Les conditions qui ne pourront plus être réunies
Enfin, quelques-uns d’entre vous ont tenu à souligner l’importance capitale du contexte dans lequel Final Fantasy VII est sorti, mais du côté de l’industrie cette fois. Lorsqu’on regarde l’intégralité de la série à ce jour, c’est bien sûr le septième épisode qui était le plus à même de créer un tel impact. Et ce, pas seulement pour l’infidélité inattendue à Nintendo au profit de Sony et de sa PlayStation. Il n’était pas nécessaire de jouer à FFVII pour comprendre son ambition : la présence de scènes cinématiques spectaculaires jamais vues dans des jeux vidéo jusque-là, des décors aux perspectives inédites dans un RPG japonais, un système de combat riche et varié, une impression de jeu immense par la simple présence de ses trois disques, quelques musiques devenues éternelles… La profondeur de l’histoire et des personnages, que l’on découvrait une fois la manette en main, n’a fait que renforcer cet effet. C’était un ensemble spectaculaire en tous points.

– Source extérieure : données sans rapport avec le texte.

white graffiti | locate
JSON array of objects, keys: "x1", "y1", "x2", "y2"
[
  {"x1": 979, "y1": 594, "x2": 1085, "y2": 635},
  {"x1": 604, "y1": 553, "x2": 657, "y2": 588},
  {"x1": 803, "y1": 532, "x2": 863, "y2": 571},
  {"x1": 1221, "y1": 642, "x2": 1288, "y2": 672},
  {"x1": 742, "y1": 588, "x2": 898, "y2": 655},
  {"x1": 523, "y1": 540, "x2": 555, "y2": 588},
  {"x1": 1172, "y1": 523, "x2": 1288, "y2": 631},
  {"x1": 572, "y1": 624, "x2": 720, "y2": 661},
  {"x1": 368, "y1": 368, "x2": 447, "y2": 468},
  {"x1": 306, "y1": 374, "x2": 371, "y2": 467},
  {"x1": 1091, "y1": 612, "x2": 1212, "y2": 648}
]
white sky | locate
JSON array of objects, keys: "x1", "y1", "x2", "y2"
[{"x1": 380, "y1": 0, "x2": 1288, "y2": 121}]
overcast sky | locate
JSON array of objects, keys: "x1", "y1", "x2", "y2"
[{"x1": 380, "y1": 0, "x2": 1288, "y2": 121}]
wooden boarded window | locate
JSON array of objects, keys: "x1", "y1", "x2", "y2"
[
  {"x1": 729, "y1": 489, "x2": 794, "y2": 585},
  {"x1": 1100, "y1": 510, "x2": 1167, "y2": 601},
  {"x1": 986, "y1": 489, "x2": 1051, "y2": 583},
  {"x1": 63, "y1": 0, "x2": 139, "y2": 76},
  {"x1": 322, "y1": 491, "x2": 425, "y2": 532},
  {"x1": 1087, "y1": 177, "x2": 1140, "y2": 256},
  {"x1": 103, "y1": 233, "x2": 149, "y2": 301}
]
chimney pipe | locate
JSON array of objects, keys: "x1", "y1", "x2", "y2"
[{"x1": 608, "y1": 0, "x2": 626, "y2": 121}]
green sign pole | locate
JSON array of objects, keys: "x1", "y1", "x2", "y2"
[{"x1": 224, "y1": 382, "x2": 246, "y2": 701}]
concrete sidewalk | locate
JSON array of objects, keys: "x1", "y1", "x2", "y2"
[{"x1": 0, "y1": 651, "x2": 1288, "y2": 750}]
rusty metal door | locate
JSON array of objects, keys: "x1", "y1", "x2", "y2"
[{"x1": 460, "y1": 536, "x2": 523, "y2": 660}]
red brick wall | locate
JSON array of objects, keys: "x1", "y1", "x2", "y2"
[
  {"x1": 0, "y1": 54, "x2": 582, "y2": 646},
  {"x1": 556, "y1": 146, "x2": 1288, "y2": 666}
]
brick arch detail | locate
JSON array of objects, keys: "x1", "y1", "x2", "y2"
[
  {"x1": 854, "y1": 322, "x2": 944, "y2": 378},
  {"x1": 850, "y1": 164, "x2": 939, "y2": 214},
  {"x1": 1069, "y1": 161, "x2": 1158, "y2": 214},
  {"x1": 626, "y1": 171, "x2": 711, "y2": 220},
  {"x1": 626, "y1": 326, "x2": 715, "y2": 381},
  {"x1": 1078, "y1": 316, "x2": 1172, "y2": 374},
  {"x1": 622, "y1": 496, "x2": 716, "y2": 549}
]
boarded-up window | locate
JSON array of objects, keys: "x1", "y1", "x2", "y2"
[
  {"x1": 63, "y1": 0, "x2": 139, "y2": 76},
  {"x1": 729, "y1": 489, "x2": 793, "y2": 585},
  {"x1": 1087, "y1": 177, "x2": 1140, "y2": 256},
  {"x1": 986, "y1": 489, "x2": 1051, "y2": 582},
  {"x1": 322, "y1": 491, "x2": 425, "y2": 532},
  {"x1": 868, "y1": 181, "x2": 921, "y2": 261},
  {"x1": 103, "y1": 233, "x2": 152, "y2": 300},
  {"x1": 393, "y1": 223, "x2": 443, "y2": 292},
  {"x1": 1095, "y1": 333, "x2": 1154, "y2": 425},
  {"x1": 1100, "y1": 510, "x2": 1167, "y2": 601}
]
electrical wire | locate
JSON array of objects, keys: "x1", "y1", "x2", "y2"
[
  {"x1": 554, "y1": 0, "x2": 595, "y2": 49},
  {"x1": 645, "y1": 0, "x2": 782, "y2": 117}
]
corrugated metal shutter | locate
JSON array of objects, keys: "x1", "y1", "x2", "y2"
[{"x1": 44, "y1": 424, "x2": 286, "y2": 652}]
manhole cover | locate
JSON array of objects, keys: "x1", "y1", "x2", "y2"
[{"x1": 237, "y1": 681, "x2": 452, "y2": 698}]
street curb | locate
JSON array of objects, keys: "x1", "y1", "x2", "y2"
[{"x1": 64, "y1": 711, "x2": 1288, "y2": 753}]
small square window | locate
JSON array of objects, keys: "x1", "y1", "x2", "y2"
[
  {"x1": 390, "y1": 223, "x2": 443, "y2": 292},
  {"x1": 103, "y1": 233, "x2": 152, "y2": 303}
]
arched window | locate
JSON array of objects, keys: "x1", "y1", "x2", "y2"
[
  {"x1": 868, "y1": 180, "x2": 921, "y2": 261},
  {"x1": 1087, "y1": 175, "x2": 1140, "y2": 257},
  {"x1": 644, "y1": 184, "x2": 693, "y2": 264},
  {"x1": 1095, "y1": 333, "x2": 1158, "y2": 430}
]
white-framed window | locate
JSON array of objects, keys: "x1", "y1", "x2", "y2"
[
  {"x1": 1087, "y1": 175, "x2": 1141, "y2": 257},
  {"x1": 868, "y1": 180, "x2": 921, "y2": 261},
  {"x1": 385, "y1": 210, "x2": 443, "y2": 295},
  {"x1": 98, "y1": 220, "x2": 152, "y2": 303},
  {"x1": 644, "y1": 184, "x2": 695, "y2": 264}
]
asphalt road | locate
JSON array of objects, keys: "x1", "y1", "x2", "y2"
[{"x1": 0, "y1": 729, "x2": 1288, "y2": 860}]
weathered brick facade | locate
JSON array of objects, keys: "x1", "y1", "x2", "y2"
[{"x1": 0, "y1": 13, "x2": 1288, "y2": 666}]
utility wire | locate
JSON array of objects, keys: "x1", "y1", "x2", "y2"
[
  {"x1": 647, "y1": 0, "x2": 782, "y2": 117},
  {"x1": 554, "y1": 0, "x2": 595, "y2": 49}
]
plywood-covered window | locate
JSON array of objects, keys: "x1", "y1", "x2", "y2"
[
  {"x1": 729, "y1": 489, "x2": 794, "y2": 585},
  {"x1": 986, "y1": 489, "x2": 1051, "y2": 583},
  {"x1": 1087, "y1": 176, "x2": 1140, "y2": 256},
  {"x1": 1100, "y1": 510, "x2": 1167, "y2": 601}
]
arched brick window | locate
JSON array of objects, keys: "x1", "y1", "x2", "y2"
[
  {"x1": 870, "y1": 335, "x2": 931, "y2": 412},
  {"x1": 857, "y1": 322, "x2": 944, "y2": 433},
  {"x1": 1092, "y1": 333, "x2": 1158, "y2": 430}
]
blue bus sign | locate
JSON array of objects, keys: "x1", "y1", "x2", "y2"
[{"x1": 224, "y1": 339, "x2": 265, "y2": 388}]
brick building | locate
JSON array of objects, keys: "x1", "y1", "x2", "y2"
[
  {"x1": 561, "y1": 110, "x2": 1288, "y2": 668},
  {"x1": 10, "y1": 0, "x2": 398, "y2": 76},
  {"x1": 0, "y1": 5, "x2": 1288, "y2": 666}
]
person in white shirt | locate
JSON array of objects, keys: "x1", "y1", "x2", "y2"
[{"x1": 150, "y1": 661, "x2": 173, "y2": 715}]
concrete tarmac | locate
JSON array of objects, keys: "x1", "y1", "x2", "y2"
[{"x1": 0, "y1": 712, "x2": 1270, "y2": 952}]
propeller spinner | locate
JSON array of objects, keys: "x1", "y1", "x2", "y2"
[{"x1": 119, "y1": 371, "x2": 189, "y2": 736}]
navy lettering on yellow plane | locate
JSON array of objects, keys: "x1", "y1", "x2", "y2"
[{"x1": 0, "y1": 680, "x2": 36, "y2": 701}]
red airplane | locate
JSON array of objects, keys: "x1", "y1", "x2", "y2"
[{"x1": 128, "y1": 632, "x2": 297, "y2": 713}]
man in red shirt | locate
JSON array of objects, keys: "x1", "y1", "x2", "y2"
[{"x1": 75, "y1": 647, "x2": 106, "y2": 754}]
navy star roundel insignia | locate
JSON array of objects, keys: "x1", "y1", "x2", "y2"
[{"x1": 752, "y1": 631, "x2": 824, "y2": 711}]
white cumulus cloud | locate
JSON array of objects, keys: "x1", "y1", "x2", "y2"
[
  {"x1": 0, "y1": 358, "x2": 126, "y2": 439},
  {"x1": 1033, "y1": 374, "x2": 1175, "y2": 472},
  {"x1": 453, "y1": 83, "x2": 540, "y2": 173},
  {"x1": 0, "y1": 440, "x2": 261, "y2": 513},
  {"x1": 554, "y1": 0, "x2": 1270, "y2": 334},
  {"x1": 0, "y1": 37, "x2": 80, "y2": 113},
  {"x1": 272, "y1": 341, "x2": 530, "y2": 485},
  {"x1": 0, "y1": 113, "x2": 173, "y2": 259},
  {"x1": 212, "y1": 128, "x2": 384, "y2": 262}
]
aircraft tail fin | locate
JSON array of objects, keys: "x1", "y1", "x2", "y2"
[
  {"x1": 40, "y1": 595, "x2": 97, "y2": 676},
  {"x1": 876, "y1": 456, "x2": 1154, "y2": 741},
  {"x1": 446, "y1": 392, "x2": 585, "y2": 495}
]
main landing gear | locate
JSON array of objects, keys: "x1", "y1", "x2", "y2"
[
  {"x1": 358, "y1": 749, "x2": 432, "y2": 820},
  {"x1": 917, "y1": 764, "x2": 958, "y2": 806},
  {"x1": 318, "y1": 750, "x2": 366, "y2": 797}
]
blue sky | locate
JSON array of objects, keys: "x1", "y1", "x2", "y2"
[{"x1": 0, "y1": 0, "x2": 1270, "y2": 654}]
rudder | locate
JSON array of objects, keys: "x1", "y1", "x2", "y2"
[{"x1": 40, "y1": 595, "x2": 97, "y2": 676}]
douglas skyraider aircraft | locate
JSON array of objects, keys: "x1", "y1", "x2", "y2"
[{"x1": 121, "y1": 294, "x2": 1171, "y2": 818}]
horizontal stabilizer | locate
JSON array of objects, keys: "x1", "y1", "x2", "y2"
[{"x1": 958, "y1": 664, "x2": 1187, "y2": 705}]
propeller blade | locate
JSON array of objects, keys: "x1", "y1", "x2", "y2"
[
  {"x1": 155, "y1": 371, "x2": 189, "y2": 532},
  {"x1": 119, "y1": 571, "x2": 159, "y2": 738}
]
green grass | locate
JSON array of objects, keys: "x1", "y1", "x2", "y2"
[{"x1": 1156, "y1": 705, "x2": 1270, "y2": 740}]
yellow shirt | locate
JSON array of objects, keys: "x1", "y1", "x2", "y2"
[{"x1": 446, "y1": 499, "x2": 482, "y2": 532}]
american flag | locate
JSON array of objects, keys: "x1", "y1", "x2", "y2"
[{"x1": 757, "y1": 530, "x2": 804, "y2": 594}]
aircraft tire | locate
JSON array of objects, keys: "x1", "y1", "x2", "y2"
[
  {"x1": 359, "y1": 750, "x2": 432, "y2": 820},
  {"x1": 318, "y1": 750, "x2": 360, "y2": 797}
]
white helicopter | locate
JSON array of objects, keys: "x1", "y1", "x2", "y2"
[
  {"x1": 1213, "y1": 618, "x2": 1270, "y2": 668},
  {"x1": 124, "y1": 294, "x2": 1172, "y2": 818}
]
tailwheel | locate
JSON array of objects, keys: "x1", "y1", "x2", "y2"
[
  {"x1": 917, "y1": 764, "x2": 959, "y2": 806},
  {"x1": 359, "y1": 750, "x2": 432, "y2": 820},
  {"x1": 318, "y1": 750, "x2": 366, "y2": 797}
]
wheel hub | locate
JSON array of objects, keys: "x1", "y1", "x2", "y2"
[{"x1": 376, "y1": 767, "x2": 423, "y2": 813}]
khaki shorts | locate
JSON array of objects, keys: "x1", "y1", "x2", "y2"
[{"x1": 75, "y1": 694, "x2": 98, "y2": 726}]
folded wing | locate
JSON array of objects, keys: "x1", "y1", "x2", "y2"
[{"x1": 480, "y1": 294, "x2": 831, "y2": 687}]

« Lors de l’âge d’or de la PS1, la sortie de FFVII fut une claque,
un réveil et une découverte pour les non-initiés. » (Yann)
Je n’aime pas raconter le succès FFVII en des termes aussi angéliques. Pourtant, force est de constater que les conditions qui ont fait de lui un jeu aussi marquant n’ont pas été réunies depuis et ne pourront sans doute pas être réunies à l’avenir. Ou alors si, mais les raisons de ce nouvel impact hypothétique m’échappent pour le moment. Pour certains d’entre vous, Final Fantasy Versus XIII entretient le statut de « futur FFVII » ; dans l’influence qu’il pourrait avoir, bien sûr. Mais c’est en se berçant de pareilles illusions qu’on finit par être déçu de ce qu’on obtient réellement (pas vrai, Squall ?). Alors même en ayant accepté la présence écrasante de FFVII au sein de la série, je refuse toujours de tout ramener à lui. Il se trouve justement que j’aime tous les derniers épisodes. C’est tout de même bizarre, non ?
Merci notamment à Clément, Cheikh, Forumwalker, Johann, Kevin, Simon, Lindzei, Totograoul, Mélanie, Ryukhaan, Nicolas, Eve, Rendal, aux deux Antoine et aux deux Romain, Eggs, Cédric, GG et Yann pour leurs contributions, qui ont inspiré ce deuxième article.